Not that long ago TfL used to be interested in this sort of thing:
http://webarchive.nationalarchives....tp:/www.cabe.org.uk/files/paved-with-gold.pdf

How times have changed...


----------



## Richard Mann (14 Jun 2011)

All-mode journey time could be a sensible (intermediate) objective. They just need to get it into their heads that more bikes = lower average journey time, because bikes take less space. And corralling pedestrians in cages wastes hours of pedestrian journey time.

So I'd hammer home that it's got to be all-mode not just car-mode.


----------



## spen666 (15 Jun 2011)

> _In future, TfL’s Traffic Directorate will refuse proposals for new signal installations in cases where it is evident that alternative methods of traffic control have not been considered, or where installation will cause unacceptable levels of disruption to traffic and *will not produce significant safety, pedestrian, cycle, public transport or other benefits*_






What you quote from the article contradicts what you say.



So its all about journey times only and no consideration of safety to cyclists, pedestrians etc? The extracts you quote disagree with what you are saying.
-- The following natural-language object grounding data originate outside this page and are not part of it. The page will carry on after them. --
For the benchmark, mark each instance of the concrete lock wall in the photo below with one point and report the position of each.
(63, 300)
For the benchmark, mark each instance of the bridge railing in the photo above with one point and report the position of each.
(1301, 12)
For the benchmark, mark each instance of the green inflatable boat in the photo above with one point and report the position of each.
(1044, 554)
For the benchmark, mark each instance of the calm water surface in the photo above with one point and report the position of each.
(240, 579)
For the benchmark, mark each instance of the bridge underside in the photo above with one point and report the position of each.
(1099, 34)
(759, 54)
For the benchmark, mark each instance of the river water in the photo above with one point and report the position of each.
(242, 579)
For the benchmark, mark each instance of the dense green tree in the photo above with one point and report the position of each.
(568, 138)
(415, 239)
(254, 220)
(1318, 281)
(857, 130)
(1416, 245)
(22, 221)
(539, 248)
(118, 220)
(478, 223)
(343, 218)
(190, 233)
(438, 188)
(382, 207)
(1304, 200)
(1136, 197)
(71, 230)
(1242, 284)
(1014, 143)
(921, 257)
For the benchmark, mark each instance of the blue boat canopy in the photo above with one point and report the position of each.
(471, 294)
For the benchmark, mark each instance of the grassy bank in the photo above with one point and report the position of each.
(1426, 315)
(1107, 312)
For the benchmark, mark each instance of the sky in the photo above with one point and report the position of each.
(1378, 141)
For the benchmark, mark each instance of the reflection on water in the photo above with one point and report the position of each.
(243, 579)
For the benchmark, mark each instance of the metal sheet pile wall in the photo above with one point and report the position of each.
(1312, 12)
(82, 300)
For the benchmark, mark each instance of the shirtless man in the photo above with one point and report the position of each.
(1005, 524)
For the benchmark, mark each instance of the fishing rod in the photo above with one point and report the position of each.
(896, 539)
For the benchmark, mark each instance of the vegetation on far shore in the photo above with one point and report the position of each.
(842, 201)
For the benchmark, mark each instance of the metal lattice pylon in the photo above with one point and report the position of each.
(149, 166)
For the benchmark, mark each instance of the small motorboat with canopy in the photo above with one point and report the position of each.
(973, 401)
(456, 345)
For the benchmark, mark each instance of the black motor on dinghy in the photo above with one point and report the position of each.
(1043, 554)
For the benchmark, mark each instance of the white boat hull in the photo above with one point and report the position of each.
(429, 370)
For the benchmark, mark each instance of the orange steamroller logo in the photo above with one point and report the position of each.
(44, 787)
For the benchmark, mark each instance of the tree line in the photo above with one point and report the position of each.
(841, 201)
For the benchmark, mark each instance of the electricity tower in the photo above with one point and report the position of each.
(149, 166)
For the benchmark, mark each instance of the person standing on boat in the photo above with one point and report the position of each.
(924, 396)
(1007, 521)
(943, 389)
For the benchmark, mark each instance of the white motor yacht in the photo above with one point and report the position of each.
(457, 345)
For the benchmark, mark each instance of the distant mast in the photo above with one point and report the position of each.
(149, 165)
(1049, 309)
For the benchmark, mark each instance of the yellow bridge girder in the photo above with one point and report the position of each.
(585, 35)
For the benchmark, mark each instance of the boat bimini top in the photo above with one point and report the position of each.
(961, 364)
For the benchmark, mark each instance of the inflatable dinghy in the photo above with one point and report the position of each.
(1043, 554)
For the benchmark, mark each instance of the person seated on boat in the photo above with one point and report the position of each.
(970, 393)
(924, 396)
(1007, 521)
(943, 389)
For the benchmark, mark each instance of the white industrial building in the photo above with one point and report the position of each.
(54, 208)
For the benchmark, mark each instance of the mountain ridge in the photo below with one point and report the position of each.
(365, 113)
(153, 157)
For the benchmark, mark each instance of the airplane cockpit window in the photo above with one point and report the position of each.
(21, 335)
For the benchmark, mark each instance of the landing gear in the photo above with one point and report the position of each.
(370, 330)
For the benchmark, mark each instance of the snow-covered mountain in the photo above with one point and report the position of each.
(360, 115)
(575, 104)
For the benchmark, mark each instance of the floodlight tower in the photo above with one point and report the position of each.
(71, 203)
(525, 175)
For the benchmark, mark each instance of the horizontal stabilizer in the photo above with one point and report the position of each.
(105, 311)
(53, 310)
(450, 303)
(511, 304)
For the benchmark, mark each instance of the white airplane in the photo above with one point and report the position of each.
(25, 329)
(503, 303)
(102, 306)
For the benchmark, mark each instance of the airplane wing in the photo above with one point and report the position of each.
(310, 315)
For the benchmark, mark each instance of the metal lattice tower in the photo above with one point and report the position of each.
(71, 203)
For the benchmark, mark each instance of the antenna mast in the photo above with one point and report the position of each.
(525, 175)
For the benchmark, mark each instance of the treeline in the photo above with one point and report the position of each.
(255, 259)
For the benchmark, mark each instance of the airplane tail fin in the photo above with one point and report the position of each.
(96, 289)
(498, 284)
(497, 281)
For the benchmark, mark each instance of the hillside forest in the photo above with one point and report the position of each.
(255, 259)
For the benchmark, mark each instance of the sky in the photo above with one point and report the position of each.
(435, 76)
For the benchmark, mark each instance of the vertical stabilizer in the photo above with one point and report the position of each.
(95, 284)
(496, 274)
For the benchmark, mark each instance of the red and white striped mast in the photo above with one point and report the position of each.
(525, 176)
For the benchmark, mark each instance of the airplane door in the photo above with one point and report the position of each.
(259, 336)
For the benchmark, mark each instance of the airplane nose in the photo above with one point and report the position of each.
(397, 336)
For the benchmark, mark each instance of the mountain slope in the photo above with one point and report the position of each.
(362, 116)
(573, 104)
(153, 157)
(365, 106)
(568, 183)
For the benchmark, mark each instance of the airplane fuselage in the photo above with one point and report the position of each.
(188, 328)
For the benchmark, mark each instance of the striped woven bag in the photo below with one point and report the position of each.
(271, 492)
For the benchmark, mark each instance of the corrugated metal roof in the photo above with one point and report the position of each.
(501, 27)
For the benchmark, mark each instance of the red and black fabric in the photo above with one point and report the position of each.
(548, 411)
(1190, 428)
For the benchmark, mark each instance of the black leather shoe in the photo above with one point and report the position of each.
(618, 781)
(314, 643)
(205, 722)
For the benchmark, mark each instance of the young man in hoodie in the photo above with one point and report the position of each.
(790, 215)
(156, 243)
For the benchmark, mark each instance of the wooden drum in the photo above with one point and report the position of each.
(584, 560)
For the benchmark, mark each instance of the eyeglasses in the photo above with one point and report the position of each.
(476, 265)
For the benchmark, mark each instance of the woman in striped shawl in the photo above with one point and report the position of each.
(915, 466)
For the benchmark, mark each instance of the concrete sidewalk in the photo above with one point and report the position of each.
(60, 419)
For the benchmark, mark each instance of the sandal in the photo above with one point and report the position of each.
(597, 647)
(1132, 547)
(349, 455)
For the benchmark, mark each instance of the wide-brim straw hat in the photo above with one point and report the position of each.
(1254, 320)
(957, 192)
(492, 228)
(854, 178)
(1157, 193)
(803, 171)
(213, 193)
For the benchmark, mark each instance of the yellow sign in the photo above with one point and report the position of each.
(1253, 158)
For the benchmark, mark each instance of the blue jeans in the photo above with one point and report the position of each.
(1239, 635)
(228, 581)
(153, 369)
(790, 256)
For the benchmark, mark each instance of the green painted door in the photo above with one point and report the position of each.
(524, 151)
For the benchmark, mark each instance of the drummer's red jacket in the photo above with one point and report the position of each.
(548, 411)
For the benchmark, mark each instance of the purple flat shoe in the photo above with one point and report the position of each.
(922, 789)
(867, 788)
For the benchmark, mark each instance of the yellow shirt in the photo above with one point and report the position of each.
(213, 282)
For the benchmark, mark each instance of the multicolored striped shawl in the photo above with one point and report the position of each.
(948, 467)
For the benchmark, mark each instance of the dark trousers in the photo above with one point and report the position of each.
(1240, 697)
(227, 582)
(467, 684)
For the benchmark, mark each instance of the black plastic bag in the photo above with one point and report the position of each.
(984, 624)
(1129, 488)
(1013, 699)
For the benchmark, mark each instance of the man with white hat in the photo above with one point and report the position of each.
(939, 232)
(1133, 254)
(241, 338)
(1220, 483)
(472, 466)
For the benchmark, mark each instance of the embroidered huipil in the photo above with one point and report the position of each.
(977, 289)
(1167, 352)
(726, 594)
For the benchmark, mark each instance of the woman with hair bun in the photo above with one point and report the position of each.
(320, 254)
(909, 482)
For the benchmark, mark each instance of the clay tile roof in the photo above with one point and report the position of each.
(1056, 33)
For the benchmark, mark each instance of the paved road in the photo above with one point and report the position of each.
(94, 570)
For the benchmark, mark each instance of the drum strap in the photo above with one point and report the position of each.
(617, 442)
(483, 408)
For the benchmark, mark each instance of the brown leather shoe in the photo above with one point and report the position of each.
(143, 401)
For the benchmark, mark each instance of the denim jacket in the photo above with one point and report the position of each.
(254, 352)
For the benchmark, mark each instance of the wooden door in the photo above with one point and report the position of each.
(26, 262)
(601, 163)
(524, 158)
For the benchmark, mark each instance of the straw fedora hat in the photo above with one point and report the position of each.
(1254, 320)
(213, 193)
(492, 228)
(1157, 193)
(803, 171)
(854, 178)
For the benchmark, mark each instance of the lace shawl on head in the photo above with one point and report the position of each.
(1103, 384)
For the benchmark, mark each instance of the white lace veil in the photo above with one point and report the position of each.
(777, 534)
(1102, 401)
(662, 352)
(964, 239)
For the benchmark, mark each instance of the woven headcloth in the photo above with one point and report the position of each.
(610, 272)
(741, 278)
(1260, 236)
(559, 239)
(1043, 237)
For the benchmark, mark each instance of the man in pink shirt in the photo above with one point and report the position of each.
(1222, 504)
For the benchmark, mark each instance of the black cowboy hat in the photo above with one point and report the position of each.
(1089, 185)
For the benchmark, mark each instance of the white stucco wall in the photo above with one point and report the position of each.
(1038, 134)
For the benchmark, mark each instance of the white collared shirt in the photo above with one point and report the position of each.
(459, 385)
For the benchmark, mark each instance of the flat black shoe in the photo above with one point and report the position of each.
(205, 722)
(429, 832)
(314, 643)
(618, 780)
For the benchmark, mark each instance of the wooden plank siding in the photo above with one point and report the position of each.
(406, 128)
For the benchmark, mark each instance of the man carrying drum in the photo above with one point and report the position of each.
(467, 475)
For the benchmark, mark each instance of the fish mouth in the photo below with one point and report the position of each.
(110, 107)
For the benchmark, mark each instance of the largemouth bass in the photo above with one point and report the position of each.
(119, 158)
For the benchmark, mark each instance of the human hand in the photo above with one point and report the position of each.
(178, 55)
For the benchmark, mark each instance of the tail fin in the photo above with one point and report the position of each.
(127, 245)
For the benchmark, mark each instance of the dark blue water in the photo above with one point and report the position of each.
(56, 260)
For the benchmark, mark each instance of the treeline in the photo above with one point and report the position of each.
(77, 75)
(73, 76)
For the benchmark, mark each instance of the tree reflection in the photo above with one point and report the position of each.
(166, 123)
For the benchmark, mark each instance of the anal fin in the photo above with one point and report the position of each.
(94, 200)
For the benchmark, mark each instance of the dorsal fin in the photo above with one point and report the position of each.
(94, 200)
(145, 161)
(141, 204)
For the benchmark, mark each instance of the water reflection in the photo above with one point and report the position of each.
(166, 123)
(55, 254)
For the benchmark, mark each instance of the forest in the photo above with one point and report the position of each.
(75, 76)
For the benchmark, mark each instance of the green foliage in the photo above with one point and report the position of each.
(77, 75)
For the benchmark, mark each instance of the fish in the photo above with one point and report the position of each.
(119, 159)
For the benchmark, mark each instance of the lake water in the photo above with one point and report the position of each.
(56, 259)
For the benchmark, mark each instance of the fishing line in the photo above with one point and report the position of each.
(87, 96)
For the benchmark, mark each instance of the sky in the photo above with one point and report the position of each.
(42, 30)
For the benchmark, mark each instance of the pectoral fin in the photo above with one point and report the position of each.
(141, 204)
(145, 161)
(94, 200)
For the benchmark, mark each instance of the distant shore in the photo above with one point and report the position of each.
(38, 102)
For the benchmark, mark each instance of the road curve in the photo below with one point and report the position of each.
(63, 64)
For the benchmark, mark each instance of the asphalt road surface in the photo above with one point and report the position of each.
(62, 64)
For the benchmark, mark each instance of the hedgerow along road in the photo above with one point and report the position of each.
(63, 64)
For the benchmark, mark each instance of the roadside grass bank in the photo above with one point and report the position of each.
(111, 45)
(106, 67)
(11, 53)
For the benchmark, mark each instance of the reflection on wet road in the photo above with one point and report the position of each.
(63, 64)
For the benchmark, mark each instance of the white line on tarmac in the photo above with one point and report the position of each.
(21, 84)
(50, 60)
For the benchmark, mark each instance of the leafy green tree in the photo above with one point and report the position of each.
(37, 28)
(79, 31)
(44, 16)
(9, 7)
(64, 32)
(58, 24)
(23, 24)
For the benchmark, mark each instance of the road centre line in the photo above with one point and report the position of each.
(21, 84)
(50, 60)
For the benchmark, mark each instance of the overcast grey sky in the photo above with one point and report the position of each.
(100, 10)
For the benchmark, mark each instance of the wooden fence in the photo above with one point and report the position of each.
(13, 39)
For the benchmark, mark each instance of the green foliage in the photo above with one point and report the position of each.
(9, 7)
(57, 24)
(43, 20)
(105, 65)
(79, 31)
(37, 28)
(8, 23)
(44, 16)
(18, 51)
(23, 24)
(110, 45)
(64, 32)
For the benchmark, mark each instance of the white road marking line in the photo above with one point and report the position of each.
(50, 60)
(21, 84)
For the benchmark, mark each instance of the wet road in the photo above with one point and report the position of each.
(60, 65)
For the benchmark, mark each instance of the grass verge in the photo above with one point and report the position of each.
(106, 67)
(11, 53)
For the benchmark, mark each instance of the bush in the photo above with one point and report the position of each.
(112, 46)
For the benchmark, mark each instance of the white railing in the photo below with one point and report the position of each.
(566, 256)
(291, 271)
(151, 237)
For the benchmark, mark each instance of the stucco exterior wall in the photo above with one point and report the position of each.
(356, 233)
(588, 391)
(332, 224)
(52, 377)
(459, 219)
You are letting your political views get in the way of the truth. Next time, be even more selective in your quotes so that you don't contradict your comments with extracts from the document


----------



## dellzeqq (15 Jun 2011)

Richard Mann said:


> All-mode journey time could be a sensible (intermediate) objective. They just need to get it into their heads that more bikes = lower average journey time, because bikes take less space. And corralling pedestrians in cages wastes hours of pedestrian journey time.
> 
> So I'd hammer home that it's got to be all-mode not just car-mode.


I take your point. All-mode journey times are a bit tricky, though. Cycle journey times are already way below car journey times on bus lane'd routes within zones 1 to 3. And, unless I'm mistaken, there is not much by way of modal shift from car to bike - it's more from bus and tube to bike. 

The real sin in this document is that it doesn't consider place-making. Using TfL's new logic the accelleration of traffic down the A23 makes Streatham and Brixton better places - well, that just ain't so.


----------



## dellzeqq (15 Jun 2011)

jonesy said:


> Not that long ago TfL used to be interested in this sort of thing:
> http://webarchive.na...d-with-gold.pdf
> 
> How times have changed...


Jonesy - that's really interesting! I'm going to take a while to go through it. And, as you say, how times change.........


----------



## Richard Mann (15 Jun 2011)

dellzeqq said:


> I take your point. All-mode journey times are a bit tricky, though. Cycle journey times are already way below car journey times on bus lane'd routes within zones 1 to 3. And, unless I'm mistaken, there is not much by way of modal shift from car to bike - it's more from bus and tube to bike.



Yes - bikes are already faster - which is why you reduce average journey times by getting more people on bikes: modal shift is more important to the result than single-mode journey time. If their models can't handle modal shift, then they need to constrain how they use the models, not drown themselves in model results.


----------



## dellzeqq (15 Jun 2011)

I see (I think).

Of course the irony is that if you restrict the access of private cars to the network, trip times will go down - for commercial vehicles, buses, and even cyclists. As far as I know there is no commercial case for private car journeys from (say) Croydon to The City


----------



## Dan B (15 Jun 2011)

spen666 said:


> What you quote from the article contradicts what you say.
> 
> So its all about journey times only and no consideration of safety to cyclists, pedestrians etc?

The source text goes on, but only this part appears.